Differing Perspectives on Cancer Treatments

As I researched various treatment options and looked for support options for follicular lymphoma, I found myself referred to a site that was enlisting patients with cancer and survivors for research studies on various medications. The questions that some of these surveys asked reveal some interesting perspectives by researchers and treatment providers.

One survey led to a series of informational presentations followed by a panel discussion, conducted on Zoom, with patients and survivors discussing their perceptions of a particular treatment option with researchers who were conducting trials using the treatment — in this case, CAR-T (Chimeric Antigen Receptor-T), which involves using the body’s immune system to fight cancer.

During the course of the discussion, one of the researchers asked how the panel members felt about a cancer treatment that only required one treatment — that is, the infusion of the modified T-cells. The researcher was quite surprised to find out that no one on the panel thought that CAR-T consisted of a single treatment.

CAR-T takes white blood cells from the patient or donor via a process similar to blood donation; the donated blood is then separated into blood components, and the T-cells, a type of white cell that attacks and destroys pathogens in the blood, are genetically engineered to target the patient’s specific type of cancer. While the T-cells are being modified, the patient undergoes a fairly harsh form of chemotherapy called “salvage chemotherapy,” intended to destroy as many of the cancerous cells as possible. These modified T-cells are then reproduced and returned to the patient, so that the engineered T-cells, now trained to recognize the cancer, can target and destroy any remaining cancer cells.

One of the greatest advantages of this treatment is that T-cells have a form of memory; once trained to recognize the cancer cells, they will recognize them if they recur in the future, and continue to target such cells for destruction. This process takes several months and can take longer if the genetic modification doesn’t work the first time – which can only be determined when it’s complete and the cells are tested before infusion.

From the researcher’s perspective, this is a single-event treatment: the engineered T-cells are infused, and that is the only treatment provided. From the patient’s perspective, this is a long and potentially torturous process. CAR-T has incredible potential, especially for blood cancers, which lack a tumor that can be removed; it’s hard to know for certain if all cancerous cells have been destroyed by treatment, and therefore many blood cancers tend to recur. If the immune system can be properly trained to seek out and destroy any such cells before they multiply, remission can be maintained indefinitely. But the salvage chemotherapy is incredibly hard on the body, and generally destroys at least some of the patient’s existing immunities, leaving the patient open to infections and meaning that many standard vaccinations have to be done again.

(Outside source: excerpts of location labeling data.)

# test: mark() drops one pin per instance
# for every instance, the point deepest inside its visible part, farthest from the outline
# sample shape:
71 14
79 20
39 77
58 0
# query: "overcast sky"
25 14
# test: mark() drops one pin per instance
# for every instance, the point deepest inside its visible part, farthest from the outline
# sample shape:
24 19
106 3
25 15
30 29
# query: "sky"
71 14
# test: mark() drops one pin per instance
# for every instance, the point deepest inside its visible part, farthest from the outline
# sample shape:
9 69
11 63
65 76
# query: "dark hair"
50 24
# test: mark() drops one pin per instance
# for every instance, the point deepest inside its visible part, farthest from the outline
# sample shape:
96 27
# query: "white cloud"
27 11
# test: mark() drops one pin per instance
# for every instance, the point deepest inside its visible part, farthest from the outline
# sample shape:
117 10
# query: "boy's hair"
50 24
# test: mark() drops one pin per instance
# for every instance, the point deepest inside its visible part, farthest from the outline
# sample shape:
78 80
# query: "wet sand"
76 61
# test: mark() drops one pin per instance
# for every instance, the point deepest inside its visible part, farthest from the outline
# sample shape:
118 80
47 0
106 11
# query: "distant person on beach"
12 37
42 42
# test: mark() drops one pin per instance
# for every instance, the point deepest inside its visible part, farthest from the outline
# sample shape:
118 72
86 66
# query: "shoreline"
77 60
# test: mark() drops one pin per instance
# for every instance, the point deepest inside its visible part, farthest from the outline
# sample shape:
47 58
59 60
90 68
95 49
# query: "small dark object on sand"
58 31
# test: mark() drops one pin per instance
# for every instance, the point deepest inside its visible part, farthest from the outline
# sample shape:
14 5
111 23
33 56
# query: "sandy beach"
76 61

This difference in perspective is why researchers are required, by many organizations that award grants to researchers, to include patients in their grant-writing and research process. Before this experience, it had never occurred to me that medical researchers had such a narrow view of what CAR-T treatment consisted of; I had assumed that they considered the entire process and not just their single piece of it. Because of this experience, I applied for membership to a patient advocacy group, which trains patients and caregivers to provide feedback to medical researchers about their personal experiences and how treatment impacted their lives. I’m looking forward to being able to help in this way, because it’s a way I, as a non-medical person, can help people with cancer treatment, and maybe make treatment just a little bit better for others than it was for me.